In American football, a neutral position is not really possible. There is no equivalent of a “jump ball” or a “face off”. One team, and not the other, must have possession of the ball, giving that team an advantage.
This results in the overtime coin flip problem. I’ll assume that overtime is “sudden death”: The first team to score, in any way, wins the game. The first possession is determined by a coin flip, and the team that wins the coin flip has a significantly better than even chance to score first, winning the game. The coin flip has more importance than it should.
Here’s my proposal. Instead of a coin flip:
Give the advantage to the team that was most recently in the lead.
Seems simple enough to me. You virtually never want to be behind on the scoreboard, so there’s not much possibility of a conflict of interest.
It makes the rules only slightly more complicated:
- Whenever the score is tied in regulation, we now have to keep track of which team was most recently in the lead. It’s now part of the “game state”, whereas it used to be irrelevant.
- There needs to be a contingency rule in case the score at the end of regulation is 0–0.
A possible objection is that it makes it a little harder for a team to that’s behind to come back and win the game. But it doesn’t affect whether the winner is still in doubt, which is all the sports overlords usually care about. (Got to keep people watching.)
On the plus side, a team that’s behind near the end of regulation has slightly more incentive to “go for it” and try to win the game in regulation, instead of in overtime.
If the score is tied near the end of regulation, one team has a greater incentive, compared to the coin flip rule, to try to win in regulation (which is good). But the other team has a greater incentive to put the game into overtime (which is bad). These effects don’t necessarily cancel out exactly, but on the whole I don’t think my rule would have much effect on how many such games go into overtime.
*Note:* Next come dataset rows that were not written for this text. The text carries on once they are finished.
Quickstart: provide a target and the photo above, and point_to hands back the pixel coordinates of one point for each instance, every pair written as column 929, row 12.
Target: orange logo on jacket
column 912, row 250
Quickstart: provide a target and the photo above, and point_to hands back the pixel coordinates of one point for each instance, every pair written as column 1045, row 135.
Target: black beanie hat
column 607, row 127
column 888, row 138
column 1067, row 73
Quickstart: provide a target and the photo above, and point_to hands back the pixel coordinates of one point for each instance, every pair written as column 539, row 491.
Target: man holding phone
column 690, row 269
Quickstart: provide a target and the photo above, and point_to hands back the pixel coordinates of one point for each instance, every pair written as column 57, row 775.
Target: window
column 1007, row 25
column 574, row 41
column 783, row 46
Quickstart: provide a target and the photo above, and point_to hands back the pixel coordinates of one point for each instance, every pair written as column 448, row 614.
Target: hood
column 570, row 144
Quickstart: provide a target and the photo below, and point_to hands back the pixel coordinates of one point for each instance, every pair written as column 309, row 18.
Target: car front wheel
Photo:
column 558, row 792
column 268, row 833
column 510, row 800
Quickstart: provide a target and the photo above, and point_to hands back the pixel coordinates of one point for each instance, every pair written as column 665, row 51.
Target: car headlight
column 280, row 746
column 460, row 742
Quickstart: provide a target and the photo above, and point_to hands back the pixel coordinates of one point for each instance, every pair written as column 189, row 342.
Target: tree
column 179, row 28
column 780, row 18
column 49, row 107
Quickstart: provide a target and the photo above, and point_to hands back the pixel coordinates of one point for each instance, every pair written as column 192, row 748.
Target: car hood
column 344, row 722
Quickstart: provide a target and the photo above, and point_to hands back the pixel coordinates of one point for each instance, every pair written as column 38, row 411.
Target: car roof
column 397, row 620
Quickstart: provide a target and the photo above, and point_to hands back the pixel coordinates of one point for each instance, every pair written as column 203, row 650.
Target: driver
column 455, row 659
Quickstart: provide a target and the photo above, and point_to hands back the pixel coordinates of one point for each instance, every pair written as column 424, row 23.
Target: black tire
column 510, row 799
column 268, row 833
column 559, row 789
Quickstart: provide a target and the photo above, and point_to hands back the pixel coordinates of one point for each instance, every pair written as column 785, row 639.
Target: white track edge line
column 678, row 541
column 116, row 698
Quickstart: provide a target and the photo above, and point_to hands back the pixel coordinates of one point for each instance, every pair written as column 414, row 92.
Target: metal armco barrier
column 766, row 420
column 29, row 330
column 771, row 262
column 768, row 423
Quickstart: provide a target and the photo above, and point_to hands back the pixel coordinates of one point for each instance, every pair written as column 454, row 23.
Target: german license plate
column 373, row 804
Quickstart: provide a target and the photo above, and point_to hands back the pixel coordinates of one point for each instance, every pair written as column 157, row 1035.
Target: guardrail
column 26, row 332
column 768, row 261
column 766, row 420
In the NFL, since around 2012, overtime has not exactly been sudden death. To mitigate the coin flip problem, they changed the rules so that if the team with the first possession scores a field goal on that possession, the game doesn’t end until after the other team’s first possession ends (if the score is tied at that point, the game continues). This obviously reduces the advantage of having the first possession. Unless it overcompensates and gives the team with the first possession a big disadvantage, it must make overtime fairer than it was. But it makes the game more complicated and quirky. The definition of “a possession” is now really important, and there is now a new way for the game to end (a team loses possession of the ball in an overtime situation in which it had to score).
In college football, overtime is considerably different, but it fails to fix the coin flip problem. The team with the second possession probably has the advantage, because they know exactly how many points they must score. My rule could be applied to college football’s overtime system just as well.